Is it just Western gamers that are growing disillusioned with the genre? The top ten best-selling games in Japan in 2009 include Dragon Quest IX (3.2 million), Pokemon Gold (6.5 million) and Monster Hunter 3 (960,000) – all rooted in JRPG sensibilities. While these are headline success stories, suggesting publishers don’t need to take risks, the overall market is still dwindling. Dragon Quest VIII sold 6 million in 2005, but FFXIII’s sales currently stand at 2 million. Research suggests that Japanese gamers fear experimentation, but their numbers are shrinking – in a poll by Japanese games mag Dengeki, their readers’ favourite games of 2009 were Dragon Quest, Tales of Vesperia, Phantasy Star and FF XIII. Western titles barely got a look in.

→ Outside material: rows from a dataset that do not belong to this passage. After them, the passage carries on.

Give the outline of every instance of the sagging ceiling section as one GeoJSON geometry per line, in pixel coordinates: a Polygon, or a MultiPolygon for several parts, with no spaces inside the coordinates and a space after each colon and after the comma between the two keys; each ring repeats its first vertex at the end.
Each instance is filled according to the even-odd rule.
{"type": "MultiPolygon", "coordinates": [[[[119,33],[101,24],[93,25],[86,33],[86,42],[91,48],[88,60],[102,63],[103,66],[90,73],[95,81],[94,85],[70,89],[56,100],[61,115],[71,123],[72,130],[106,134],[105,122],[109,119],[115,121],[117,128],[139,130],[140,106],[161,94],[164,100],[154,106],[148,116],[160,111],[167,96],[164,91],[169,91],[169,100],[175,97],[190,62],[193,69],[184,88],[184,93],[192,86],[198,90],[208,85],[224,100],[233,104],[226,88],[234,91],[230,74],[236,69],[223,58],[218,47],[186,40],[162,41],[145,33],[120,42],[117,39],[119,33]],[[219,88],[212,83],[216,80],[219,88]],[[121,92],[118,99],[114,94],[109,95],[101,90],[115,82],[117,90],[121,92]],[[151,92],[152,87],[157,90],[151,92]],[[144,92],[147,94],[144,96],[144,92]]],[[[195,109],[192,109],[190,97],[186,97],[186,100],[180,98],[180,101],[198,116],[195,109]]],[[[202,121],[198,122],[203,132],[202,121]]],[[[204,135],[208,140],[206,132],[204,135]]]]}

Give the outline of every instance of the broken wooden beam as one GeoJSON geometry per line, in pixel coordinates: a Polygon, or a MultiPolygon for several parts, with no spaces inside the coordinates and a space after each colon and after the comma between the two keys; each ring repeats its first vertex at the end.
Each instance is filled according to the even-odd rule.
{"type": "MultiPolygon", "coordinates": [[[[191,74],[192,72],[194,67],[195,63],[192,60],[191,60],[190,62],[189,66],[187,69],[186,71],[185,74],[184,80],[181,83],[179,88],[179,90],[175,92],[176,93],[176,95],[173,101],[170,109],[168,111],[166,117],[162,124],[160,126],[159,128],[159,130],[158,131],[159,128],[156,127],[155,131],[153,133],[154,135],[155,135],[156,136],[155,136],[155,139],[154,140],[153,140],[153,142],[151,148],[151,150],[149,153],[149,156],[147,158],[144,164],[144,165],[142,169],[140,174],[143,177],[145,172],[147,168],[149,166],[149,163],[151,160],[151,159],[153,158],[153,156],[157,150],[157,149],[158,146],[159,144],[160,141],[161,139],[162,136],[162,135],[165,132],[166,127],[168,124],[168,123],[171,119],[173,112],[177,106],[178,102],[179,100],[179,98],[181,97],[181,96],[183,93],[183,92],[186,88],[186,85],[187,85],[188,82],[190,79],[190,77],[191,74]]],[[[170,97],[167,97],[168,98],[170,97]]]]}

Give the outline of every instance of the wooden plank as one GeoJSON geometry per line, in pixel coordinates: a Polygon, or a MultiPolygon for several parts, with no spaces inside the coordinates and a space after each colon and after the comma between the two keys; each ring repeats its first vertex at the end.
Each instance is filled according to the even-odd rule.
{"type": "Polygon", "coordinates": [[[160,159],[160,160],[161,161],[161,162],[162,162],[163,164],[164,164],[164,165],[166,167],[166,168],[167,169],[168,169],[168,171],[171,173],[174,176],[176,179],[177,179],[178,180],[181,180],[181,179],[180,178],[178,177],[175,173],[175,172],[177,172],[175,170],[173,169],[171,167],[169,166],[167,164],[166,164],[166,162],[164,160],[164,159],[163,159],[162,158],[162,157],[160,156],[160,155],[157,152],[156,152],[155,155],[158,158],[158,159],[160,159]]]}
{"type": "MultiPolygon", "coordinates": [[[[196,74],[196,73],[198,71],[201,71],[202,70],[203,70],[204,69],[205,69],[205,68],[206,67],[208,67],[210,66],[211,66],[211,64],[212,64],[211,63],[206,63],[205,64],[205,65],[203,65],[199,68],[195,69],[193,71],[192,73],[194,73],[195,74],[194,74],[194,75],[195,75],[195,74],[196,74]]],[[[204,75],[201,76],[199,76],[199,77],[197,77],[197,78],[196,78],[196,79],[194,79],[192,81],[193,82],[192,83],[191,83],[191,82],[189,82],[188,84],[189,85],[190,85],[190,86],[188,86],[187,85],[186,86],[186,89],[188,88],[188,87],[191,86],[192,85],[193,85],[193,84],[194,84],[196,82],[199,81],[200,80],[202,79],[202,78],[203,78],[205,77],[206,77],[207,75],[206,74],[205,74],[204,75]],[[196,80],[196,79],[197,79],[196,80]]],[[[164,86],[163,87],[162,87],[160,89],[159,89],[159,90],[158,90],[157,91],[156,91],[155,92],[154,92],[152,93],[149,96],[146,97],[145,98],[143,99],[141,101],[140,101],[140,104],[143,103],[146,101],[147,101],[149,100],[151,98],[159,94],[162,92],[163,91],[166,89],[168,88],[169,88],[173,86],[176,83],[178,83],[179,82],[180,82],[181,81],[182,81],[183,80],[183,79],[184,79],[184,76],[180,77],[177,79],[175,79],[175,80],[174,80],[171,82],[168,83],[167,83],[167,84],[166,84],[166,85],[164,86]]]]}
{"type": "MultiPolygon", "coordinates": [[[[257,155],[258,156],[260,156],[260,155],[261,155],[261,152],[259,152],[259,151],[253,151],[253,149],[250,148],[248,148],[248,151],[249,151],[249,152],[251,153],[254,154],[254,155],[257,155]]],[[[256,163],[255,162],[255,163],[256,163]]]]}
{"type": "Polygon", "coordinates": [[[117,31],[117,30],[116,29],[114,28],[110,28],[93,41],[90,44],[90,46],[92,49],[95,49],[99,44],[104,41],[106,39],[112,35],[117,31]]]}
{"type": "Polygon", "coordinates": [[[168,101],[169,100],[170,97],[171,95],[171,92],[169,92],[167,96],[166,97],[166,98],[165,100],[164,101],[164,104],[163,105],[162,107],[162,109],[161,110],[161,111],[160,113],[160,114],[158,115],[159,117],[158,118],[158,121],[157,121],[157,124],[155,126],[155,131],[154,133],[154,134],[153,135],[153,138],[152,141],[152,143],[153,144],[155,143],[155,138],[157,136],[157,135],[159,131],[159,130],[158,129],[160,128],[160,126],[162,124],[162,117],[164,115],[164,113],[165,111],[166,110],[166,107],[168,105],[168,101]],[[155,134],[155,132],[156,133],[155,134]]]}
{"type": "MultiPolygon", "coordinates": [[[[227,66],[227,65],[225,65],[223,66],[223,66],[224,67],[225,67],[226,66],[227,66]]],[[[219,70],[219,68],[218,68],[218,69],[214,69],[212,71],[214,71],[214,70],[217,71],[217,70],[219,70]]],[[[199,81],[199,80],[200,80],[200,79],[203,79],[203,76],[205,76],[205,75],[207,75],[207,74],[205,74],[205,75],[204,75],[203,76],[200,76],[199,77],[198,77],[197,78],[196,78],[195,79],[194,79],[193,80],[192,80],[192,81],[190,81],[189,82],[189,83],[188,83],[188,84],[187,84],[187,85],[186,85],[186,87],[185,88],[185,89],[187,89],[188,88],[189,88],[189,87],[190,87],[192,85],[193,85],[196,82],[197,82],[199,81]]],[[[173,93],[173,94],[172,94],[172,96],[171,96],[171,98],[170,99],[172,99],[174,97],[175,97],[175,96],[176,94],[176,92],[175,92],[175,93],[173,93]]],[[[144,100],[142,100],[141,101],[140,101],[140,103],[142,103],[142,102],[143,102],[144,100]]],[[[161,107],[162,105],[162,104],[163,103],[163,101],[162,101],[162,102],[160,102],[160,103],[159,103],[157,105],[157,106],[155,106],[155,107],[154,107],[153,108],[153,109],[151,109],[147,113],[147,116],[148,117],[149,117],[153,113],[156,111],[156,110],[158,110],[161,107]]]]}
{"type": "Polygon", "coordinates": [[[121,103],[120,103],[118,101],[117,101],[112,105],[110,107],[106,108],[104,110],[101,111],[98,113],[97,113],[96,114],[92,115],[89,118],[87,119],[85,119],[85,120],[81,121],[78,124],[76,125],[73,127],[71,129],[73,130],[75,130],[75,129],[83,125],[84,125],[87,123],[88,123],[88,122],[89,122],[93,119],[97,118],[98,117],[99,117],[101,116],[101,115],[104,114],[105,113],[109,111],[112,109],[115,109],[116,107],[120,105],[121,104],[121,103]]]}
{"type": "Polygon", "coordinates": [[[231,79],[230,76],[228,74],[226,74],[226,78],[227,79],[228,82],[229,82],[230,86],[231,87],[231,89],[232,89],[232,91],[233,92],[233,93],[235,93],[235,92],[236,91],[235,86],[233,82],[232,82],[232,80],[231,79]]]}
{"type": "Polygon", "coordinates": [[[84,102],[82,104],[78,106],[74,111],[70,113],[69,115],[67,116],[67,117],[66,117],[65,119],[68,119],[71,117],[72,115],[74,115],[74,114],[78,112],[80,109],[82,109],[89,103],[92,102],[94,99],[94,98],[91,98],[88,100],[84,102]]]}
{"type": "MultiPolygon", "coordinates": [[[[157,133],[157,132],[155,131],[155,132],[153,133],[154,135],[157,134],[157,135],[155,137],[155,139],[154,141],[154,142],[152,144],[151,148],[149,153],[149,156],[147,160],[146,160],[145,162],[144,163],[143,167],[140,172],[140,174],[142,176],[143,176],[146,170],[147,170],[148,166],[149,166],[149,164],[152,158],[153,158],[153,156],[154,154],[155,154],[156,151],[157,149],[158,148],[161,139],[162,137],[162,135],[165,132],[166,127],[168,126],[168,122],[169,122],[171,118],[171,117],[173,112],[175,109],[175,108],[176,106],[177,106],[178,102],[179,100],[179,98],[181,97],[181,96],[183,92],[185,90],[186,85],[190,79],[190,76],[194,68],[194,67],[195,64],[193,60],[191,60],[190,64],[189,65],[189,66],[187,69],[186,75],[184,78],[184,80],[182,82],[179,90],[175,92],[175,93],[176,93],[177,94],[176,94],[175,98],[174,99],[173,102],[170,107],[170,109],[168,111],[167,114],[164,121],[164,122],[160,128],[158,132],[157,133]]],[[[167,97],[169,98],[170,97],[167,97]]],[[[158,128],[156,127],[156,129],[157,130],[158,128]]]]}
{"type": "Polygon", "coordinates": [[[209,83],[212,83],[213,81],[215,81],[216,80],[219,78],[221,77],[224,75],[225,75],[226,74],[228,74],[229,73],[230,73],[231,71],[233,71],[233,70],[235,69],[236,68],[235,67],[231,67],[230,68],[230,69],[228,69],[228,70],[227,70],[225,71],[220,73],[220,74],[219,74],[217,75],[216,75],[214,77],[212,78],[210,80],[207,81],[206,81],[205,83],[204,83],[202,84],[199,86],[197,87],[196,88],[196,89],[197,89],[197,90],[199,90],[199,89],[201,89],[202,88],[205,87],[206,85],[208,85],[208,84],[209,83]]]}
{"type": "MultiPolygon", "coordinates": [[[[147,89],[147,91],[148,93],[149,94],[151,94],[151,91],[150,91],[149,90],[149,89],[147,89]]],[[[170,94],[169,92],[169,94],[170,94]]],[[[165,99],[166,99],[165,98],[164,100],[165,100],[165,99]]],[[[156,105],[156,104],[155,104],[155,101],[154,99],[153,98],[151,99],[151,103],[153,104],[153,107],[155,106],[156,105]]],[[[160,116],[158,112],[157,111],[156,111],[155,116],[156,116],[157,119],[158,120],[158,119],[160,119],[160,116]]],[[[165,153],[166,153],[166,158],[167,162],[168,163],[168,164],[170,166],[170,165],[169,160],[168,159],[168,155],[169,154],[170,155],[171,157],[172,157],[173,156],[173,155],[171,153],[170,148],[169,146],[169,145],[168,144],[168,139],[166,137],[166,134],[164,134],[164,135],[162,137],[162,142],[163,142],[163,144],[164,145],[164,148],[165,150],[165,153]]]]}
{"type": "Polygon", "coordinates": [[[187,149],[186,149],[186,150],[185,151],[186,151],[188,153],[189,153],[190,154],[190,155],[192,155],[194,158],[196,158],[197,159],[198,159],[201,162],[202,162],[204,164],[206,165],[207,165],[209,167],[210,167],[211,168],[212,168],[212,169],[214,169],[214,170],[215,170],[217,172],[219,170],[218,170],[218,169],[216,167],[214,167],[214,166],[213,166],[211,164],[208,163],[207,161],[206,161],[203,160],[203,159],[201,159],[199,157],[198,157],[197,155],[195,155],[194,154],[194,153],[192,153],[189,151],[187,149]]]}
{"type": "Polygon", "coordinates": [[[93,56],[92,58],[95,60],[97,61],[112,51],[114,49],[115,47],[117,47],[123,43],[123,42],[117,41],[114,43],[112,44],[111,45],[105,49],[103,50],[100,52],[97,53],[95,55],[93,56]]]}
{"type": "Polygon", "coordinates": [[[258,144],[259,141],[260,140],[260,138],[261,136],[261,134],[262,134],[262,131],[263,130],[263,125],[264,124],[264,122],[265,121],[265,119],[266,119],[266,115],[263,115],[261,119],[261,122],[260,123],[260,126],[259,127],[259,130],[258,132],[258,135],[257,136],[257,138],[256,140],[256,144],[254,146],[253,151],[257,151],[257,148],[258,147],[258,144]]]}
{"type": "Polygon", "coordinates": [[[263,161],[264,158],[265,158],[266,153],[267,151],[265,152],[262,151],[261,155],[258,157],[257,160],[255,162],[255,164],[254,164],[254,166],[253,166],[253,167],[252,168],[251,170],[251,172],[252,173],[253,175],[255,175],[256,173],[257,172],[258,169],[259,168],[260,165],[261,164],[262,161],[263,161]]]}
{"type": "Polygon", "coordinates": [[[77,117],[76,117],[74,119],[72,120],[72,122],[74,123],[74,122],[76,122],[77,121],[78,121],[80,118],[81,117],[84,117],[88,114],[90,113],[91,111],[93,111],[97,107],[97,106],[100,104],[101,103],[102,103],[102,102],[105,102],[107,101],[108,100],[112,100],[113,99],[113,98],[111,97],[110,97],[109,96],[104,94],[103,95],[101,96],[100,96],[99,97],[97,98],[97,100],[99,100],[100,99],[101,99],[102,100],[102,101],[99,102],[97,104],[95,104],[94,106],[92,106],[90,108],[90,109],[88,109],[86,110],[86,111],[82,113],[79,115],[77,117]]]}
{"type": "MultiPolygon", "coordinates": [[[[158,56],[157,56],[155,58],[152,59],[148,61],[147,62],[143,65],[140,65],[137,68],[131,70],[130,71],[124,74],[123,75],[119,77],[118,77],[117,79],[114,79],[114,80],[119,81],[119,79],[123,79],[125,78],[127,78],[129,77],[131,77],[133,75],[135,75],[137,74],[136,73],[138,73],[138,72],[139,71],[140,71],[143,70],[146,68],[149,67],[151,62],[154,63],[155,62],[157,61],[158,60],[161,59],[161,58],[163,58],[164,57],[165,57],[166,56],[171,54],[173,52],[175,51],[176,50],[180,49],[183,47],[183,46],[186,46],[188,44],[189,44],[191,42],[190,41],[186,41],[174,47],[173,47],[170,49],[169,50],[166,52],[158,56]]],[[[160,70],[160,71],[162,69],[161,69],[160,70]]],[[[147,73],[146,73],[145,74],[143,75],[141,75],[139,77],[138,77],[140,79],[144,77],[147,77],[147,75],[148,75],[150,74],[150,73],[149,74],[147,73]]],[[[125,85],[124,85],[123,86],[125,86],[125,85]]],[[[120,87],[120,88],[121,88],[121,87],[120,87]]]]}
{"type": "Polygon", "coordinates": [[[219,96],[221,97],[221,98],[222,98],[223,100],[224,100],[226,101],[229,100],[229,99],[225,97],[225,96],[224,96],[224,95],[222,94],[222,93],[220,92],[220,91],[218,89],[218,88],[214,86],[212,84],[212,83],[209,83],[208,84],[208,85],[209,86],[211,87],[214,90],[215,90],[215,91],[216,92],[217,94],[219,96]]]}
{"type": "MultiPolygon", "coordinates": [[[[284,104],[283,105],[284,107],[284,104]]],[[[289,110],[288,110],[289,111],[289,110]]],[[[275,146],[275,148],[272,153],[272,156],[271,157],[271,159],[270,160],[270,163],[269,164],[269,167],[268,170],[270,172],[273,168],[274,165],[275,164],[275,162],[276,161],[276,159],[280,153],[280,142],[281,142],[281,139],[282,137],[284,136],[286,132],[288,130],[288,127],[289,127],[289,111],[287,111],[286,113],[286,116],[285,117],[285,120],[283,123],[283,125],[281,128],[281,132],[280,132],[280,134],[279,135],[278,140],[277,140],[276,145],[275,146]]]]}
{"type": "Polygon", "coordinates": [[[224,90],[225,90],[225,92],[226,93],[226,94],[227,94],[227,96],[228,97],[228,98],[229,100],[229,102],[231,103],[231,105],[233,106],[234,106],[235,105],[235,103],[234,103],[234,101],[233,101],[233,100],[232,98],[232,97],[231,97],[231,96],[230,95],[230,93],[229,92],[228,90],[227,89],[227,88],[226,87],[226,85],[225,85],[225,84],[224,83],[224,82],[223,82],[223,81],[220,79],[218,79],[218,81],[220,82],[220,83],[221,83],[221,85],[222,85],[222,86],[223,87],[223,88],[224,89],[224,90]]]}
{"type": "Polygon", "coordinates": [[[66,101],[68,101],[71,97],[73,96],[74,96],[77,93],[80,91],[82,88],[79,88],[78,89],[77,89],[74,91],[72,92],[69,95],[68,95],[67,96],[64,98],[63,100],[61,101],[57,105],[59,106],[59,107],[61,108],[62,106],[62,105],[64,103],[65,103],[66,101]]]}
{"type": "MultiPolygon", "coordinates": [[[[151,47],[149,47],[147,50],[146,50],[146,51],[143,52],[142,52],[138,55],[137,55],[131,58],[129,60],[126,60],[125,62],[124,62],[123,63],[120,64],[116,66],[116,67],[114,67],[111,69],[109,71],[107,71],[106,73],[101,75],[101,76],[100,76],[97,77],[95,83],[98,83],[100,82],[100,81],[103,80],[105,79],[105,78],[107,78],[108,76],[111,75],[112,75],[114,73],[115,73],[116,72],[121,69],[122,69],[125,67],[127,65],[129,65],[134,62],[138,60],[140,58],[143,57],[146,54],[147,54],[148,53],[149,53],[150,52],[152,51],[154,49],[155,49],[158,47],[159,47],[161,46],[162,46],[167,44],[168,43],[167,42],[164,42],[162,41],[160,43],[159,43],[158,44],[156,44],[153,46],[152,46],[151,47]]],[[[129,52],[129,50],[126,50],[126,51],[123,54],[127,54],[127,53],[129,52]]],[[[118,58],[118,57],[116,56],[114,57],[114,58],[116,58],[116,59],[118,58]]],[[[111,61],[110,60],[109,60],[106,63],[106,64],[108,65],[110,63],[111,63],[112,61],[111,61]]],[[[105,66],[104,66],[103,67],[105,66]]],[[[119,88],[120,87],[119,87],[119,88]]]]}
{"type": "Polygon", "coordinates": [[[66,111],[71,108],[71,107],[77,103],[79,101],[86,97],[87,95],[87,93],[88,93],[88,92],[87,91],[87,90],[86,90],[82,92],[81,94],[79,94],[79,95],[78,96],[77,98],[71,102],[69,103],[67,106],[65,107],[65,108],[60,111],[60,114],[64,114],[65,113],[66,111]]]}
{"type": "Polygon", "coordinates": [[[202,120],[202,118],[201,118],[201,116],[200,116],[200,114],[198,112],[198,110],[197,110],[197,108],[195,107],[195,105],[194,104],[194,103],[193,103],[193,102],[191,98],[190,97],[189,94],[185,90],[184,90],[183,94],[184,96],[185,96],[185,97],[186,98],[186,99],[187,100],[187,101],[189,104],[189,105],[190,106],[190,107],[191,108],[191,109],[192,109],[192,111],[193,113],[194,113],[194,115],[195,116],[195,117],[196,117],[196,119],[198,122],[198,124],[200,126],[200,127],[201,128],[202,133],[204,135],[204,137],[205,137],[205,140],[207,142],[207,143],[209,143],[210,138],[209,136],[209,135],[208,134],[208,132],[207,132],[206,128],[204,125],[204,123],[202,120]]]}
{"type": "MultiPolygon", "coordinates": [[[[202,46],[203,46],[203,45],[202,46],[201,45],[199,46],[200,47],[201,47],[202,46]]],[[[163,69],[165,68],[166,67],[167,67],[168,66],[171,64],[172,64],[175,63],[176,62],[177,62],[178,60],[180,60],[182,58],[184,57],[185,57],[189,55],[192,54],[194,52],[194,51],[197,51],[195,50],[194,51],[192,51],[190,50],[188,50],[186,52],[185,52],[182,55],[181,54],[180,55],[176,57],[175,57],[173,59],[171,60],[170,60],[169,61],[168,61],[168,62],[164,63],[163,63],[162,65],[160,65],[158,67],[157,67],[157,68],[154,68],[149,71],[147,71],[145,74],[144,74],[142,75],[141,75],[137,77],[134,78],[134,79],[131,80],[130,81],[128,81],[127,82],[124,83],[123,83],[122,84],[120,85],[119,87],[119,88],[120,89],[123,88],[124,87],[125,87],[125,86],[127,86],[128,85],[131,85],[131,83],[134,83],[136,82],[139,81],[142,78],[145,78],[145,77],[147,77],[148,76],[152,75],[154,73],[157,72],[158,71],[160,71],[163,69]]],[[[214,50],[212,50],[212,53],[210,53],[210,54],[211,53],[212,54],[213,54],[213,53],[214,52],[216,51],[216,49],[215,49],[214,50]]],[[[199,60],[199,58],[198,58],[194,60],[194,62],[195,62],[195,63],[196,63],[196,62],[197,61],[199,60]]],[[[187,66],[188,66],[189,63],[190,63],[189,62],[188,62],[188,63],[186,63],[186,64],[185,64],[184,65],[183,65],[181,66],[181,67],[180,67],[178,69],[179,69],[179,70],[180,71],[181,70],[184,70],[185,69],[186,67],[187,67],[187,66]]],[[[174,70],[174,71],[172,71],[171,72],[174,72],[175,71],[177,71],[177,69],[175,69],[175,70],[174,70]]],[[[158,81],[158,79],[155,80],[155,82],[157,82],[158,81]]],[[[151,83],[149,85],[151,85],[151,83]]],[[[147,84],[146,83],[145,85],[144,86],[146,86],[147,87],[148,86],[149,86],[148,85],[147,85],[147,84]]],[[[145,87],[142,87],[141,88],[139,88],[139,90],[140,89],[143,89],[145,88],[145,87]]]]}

Failed attempts at recreating the magic of the classics have included The Last Remnant and Infinite Undiscovery – both by Square Enix, but both lack the personality and originality we’ve come to expect. So if the Japanese fear change, but the West craves innovation – how should JRPGs move forward?
Rejecting traditional character archetypes and recycled storylines would be a step in the right direction. As would straying from established ideas. Focusing less on awe-inspiring visuals and making each experience original and memorable is crucial. Decreased popularity should not be equated with failure, mind, and it’s possible JRPGs could continue to plow the same furrow to great financial success. The real issue might be with us. Perhaps the popularity of JRPGs in the West was a phase, and we’re now experiencing the hangover.
“The JRPG feels like one of those dead film genres, like westerns or film noir,” says Patrick Gann of RPGFan. “It’s clear we reached the point of saturation a long time ago”. Either way, the tension between the old world and voices of dissent – often the premise of any great RPG – promises to lead the genre to a new and intriguing place.